Continuous Learning: I consistently stay updated with industry trends and best practices through self-education, webinars, and online workshops. Recently, I delved into the Data Mesh approach and explored FastAPI.
As a data engineer, I developed the replacement of existing clustering batch jobs for a software company belonging to a leading German multinational automotive manufacturer. This clustering uses location and additional metadata from worldwide distributed electric charging stations.
As part of the company's team responsible for POI data management (POI=point of interest), I collaborated closely with the developers who previously worked on this task and utilised my expertise with Spark and Airflow to design and implement the new solution using Databricks on Azure.
In collaboration with another team member, I worked on refactoring the existing Airflow pipeline for the batch jobs and the grown and complex business logic. We also refactored the library code used for the clustering and preprocessing steps. While doing so, I added missing documentation and improved code quality by using techniques from defensive programming.
Based on the acquired domain knowledge and business requirements for the clustering, I built a new solution in Azure Cloud using Databricks. Tasks involved integrating existing data in AWS S3 and Azure blob storage, development of library code, and Spark job for geospatial clustering of charging station data.

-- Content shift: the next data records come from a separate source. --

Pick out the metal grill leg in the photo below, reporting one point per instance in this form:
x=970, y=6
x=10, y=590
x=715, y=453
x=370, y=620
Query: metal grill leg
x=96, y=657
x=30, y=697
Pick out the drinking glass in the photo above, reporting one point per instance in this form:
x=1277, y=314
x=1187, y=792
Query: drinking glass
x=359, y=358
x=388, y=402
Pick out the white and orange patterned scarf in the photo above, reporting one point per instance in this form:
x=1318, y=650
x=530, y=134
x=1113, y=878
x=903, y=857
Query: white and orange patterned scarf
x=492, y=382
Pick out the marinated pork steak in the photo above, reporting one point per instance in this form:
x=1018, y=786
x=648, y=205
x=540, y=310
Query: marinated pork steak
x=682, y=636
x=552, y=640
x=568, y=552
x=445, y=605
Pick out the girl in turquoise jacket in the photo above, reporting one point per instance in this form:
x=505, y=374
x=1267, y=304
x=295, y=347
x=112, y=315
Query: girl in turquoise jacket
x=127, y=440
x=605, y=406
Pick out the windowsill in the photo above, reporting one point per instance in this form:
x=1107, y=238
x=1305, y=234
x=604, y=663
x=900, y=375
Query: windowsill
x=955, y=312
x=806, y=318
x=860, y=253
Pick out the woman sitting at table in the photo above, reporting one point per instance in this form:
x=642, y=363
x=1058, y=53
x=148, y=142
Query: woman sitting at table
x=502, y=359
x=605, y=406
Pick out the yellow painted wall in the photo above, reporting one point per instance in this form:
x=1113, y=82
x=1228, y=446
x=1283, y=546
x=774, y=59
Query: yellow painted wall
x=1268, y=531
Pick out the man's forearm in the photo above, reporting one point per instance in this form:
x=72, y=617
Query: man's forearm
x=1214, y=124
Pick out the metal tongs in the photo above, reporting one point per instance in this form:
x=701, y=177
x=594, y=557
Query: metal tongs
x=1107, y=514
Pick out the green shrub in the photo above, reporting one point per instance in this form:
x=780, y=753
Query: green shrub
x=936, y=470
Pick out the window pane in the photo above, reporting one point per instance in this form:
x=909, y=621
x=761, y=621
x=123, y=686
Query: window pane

While the team mainly works with Python, the new solution also uses the official open-source Scala library for graph clustering. For this, I used my experience with Scala and JVM-based development to make the library callable from Python using a suitable wrapper class.
At the beginning of the project, I also worked with the developers and testing team to eliminate bugs and increase the test coverage for an event-driven service. This Azure Functions-based service detects and removes certain privacy-related information within streams of vehicle signals. Redis is used to cache intermediary results detected in the event streams.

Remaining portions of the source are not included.